In my previous blog, I referred to the Psalm 90, the magnificent song of Moses:
Lord, you have been our dwelling place in all generations. Before the mountains were brought forth, or ever you had formed the earth and the world, from everlasting to everlasting you are God. You return man to dust and say, “Return, O children of man!” For a thousand years in your sight are but as yesterday when it is past, or as a watch in the night. You sweep them away as with a flood; they are like a dream, like grass that is renewed in the morning: in the morning it flourishes and is renewed; in the evening it fades and withers. For we are brought to an end by your anger; by your wrath we are dismayed. You have set our iniquities before you, our secret sins in the light of your presence. For all our days pass away under your wrath; we bring our years to an end like a sigh. The years of our life are seventy, or even by reason of strength eighty; yet their span is but toil and trouble; they are soon gone, and we fly away. Who considers the power of your anger, and your wrath according to the fear of you? So teach us to number our days that we may get a heart of wisdom.

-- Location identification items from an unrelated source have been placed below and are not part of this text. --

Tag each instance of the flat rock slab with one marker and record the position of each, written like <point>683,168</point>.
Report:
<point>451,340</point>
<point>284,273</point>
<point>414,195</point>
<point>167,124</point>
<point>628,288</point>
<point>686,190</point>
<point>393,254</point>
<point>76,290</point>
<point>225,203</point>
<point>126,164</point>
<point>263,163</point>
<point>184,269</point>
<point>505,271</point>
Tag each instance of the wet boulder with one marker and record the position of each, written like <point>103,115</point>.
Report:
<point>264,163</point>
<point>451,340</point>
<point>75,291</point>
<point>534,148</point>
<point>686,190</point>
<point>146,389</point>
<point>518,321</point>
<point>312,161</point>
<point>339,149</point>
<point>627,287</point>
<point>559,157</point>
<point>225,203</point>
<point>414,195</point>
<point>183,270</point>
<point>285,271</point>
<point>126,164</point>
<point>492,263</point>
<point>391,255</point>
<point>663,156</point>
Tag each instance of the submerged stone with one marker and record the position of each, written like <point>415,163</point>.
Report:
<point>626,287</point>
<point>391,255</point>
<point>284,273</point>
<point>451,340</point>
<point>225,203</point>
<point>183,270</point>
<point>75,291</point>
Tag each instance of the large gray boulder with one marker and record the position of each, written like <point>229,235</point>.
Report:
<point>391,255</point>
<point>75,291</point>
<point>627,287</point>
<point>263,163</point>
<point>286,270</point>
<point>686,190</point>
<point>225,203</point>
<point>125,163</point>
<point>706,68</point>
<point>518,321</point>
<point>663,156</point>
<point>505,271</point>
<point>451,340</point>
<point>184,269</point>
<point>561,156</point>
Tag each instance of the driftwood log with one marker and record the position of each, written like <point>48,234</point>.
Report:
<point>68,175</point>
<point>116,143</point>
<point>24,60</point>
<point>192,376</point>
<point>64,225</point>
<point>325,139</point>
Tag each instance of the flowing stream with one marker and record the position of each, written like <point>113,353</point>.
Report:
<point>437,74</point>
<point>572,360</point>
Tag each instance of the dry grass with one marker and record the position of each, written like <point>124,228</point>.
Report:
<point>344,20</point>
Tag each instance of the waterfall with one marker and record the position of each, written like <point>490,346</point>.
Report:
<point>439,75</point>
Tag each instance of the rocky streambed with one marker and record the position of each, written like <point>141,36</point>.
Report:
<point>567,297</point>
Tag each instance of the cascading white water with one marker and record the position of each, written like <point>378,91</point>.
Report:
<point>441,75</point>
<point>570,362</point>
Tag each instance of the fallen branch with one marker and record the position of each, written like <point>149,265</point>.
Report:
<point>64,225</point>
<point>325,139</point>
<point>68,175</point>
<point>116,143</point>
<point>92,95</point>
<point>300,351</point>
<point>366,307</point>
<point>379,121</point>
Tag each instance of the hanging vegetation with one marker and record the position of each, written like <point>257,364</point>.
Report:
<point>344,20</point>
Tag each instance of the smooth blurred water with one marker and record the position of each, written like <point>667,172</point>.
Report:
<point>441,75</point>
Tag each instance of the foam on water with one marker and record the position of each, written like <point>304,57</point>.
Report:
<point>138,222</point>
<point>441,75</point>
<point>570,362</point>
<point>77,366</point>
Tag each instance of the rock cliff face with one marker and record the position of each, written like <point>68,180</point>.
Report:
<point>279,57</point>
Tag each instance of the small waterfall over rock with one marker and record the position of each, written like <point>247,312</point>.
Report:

Moses here acknowledges that there is something terribly wrong in the world because we who were the crown of God’s creation are fallen and finite creatures. Our lives are short and filled with trouble, and our death is inevitable. In the face of this inevitability, Moses prays, Teach us to number our days that we may get a heart of wisdom. We must learn to number our days properly so that we can live our lives wisely.
Let me give you a few things to ponder which will go a long way in living wisely. I am only going to name a few things; they are pastoral and very simple, and yet incredibly important. I would invite you to add to the list and teach them to your children.
1. Make sure that those closest to you know that you love them. In fact- today is the day to learn to say “I love you” and to say it regularly. These are the most profound words you could leave as a legacy to your loved ones. Many a child has grown to adulthood and been left with words such as, “you’ll never amount to anything,” “you’re a mistake, we never really wanted you.” Many a wife or husband has been left wondering if she/he was really loved. And so, one of the ways to create a wise and lasting positive legacy is to make sure your loved ones know you love them. Today is the day to begin…say it, don’t assume it.
2. Make sure that you keep short accounts. Today is the day to learn to say “I’m sorry” and to say it often. Grudges are built up over time; unforgiveness turns to bitterness and to resentment; unreconciled relationships separate us and can be passed on to future generations. How many of the world conflicts today find their root in generational grudges and tribal revenge? And how many issues in our families are rooted in the hearts of people who refuse to forgive and seek reconciliation – until it’s too late, and all they have left is regret. You don’t always have to be right, but you should always be sorry. It is hard to die in peace when you are overcome with regret. It is not too late to begin to wisely learn to say, “I’m sorry.”
3. Make sure that you have thought deeply about where you will be 10 seconds after you die. Today is the day to get right with God. Since death is inevitable and we will all someday face our Maker, are you prepared? “I’ll deal with that when it comes”- you don’t know when it will come. I was talking to an old guy (older than me, so he was really old) two summers ago who wasn’t sure he believed in God, but he said “If there is a God, then he’ll know that I’ve done the best I could – He’ll understand.” I told him that the problem is our best isn’t good enough and God doesn’t grade on the curve. He demands perfection, which eliminates all of us from contention. “All have sinned and fall short of the glory of God.” That is why we need a Savior. The old gentleman looked at me with a little smile on his face and said, “Hmm, well I’ll take my chances.” He’s right; he is taking a big chance… not wise!
Remember the 2004 Mel Gibson movie, “The Passion of the Christ”? The trailer was simply a dark screen with these words, “He was wounded for our transgressions, bruised for our iniquities…” This is a verse from Isa 53 and it continues…”the punishment of our peace was upon him and by his stripes we are healed. All we like sheep have gone astray…” Our Messiah took our sins upon himself so that we could be forgiven and reconciled to God. Therefore, it is the one who believes in Jesus Christ and what he has done on the cross who is ready face life and death and to stand before God without fear… very wise.
“No guilt in life, no fear in death—
This is the pow’r of Christ in me;
From life’s first cry to final breath,
Jesus commands my destiny.
No pow’r of hell, no scheme of man,
Can ever pluck me from His hand;
Till He returns or calls me home—
Here in the pow’r of Christ I’ll stand.” (In Christ Alone by Alison Krauss and Keith Getty)
The following words were found on a note by the bedside of a man who had died after a brief illness: “What shall I think when I am called to die? Shall I not find too soon my life has ended? The years, too quickly, have hastened by with so little done of all that I’d intended. There were so many things I’d meant to try, so many contests I’d hoped to win, and now the end approaches just as I was thinking of preparing to begin.”